Покинув Кремль и возвратившись к себе, Тимошенко и Жуков занялись подготовкой директивы, сегодня известной под № 1. В ней командование советских войск предупреждалось о возможном в течение 22 и 23 июня внезапном нападении Германии, которое «может начаться с провокационных действий». Директива требовала от командующих военными округами и флотами привести подчиненные части в полную боевую готовность и, в случае осложнения обстановки, «не поддаваться ни на какие провокационные действия, могущие вызвать крупные осложнения». Передача директивы на места в зашифрованном виде началась после 23 часов 21 июня и закончилась в 00 часов 30 минут 22 июня.

Вслед за Тимошенко и Жуковым в кремлевский кабинет Сталин был вызван нарком НКВД Лаврентий Берия. В его докладе также содержались данные, указывающие на приближающуюся войну. Один из наиболее ценных агентов советской разведки «ХВЦ» — сотрудник германского посольства в Москве Г. Кегель сообщал:

«…во внутреннем дворе, в Леонтьевском переулке в спешном порядке уничтожаются документы».

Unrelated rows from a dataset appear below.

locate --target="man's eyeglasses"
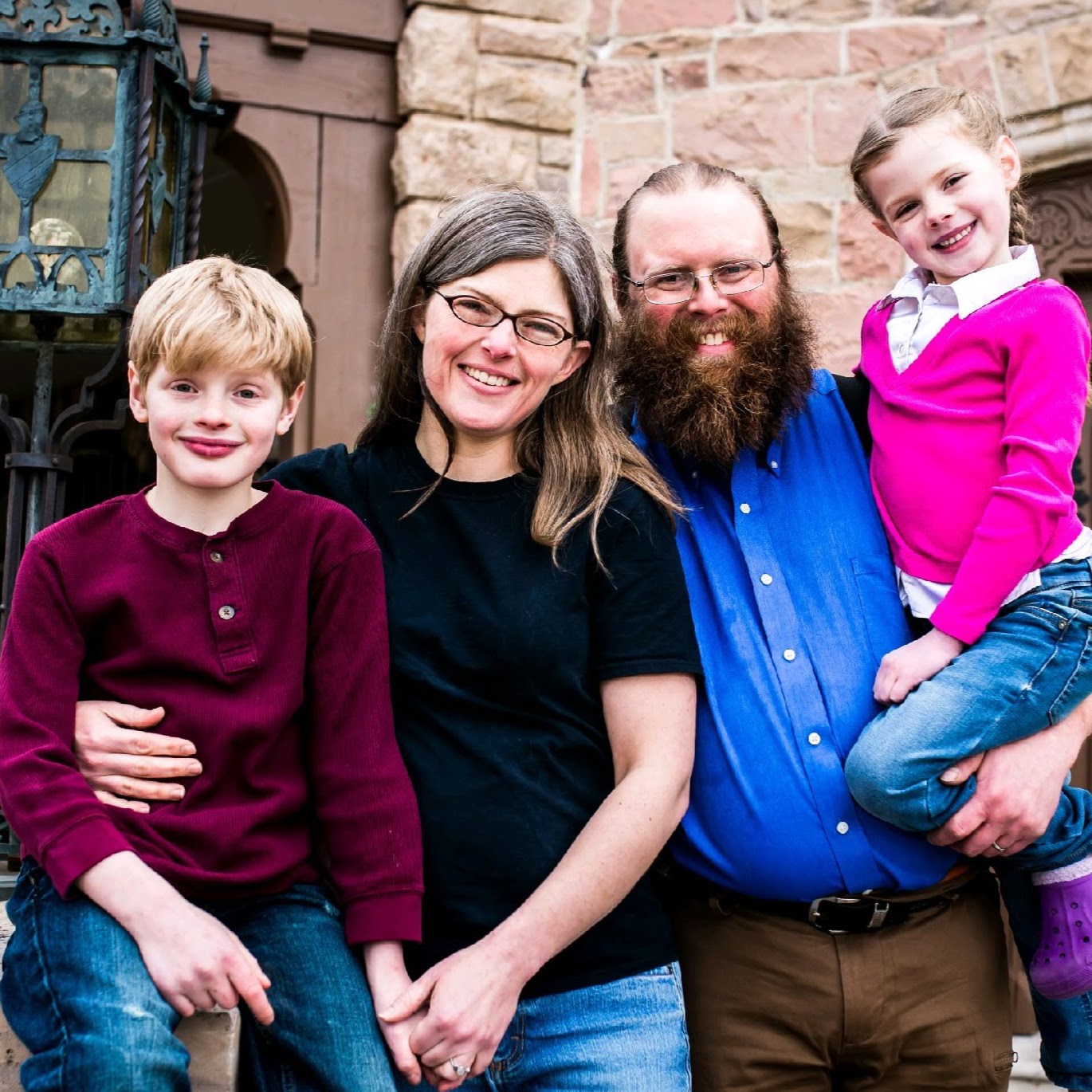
[626,247,781,304]
[433,289,575,346]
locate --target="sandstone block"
[391,113,538,203]
[672,84,808,171]
[391,201,443,278]
[848,23,945,72]
[474,56,578,132]
[579,136,603,216]
[812,80,876,164]
[599,118,667,163]
[937,46,997,98]
[611,30,713,58]
[878,0,991,18]
[715,30,840,83]
[538,133,572,167]
[398,6,477,117]
[584,62,656,113]
[772,201,835,261]
[768,0,873,24]
[618,0,736,33]
[807,284,891,375]
[838,201,906,281]
[1046,17,1092,105]
[988,0,1088,32]
[661,58,709,94]
[992,30,1053,116]
[477,15,584,65]
[443,0,587,23]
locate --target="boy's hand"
[873,629,963,705]
[77,853,273,1024]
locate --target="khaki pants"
[675,869,1013,1092]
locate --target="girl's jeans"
[0,859,395,1092]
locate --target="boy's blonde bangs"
[129,257,311,396]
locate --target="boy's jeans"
[0,861,395,1092]
[845,561,1092,870]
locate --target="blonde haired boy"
[0,257,422,1092]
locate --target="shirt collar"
[888,246,1039,319]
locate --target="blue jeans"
[396,963,690,1092]
[0,861,395,1092]
[845,561,1092,870]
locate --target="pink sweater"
[861,281,1090,644]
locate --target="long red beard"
[618,277,815,465]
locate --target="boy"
[0,257,422,1092]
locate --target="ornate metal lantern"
[0,0,221,886]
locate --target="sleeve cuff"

Их было такое количество, что столб дыма поднялся над крышами домов. До этого, ранним утром 21 июня 1941 года он проинформировал своего куратора — полковника Леонтьева из 5-го управления (военная разведка) Генштаба Красной армии о том, что посол Шуленбург «…получил телеграмму из министерства иностранных дел в Берлине… из которой следовало, что война Германии против СССР начнется в ближайшие 48 часов».

Сталин принял информацию к сведению и после ухода Берии, оставшись один, некоторое время работал над документами. О чем он думал в те роковые для страны и советского народа часы, так и останется тайной. Около 1:00 Вождь покинул Кремль, выехал на Ближнюю дачу в Кунцеве и лег спать.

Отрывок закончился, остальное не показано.